Desserts > Cake

Clementine and Rosemary Cake Recipe

Ingredients with Measurements:
- 1 1/2 cups all-purpose flour
- 2 teaspoons baking powder
- 1/2 teaspoon salt
- 1/2 cup unsalted butter, softened
- 1 cup granulated sugar
- 2 large eggs
- 1/2 cup whole milk
- 1/4 cup fresh clementine juice
- 1 tablespoon grated clementine zest
- 1 tablespoon finely chopped fresh rosemary

Special equipment needed:
- 9-inch round cake pan
- Parchment paper
- Electric mixer
- Zester

Step-by-step instructions:

1. Preheat the oven to 350°F. Grease a 9-inch round cake pan and line the bottom with parchment paper.

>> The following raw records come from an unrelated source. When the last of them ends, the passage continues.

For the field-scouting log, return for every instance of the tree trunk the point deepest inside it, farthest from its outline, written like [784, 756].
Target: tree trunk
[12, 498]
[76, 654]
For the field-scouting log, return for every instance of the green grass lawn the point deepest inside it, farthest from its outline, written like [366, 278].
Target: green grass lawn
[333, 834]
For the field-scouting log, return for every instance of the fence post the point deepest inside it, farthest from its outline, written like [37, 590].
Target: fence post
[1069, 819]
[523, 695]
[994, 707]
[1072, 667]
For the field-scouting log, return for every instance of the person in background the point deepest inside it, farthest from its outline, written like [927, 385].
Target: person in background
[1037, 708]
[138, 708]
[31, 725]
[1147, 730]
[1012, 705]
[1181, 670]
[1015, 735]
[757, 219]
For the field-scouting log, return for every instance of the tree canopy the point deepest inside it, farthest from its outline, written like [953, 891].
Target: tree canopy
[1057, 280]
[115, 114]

2. In a medium bowl, whisk together the flour, baking powder, and salt.

3. In a large bowl, beat the butter and sugar with an electric mixer until light and fluffy, about 3 minutes.

4. Add the eggs one at a time, beating well after each addition.

5. Add the flour mixture to the butter mixture in three parts, alternating with the milk and clementine juice, beginning and ending with the flour mixture.

6. Stir in the clementine zest and rosemary.

7. Pour the batter into the prepared pan and smooth the top.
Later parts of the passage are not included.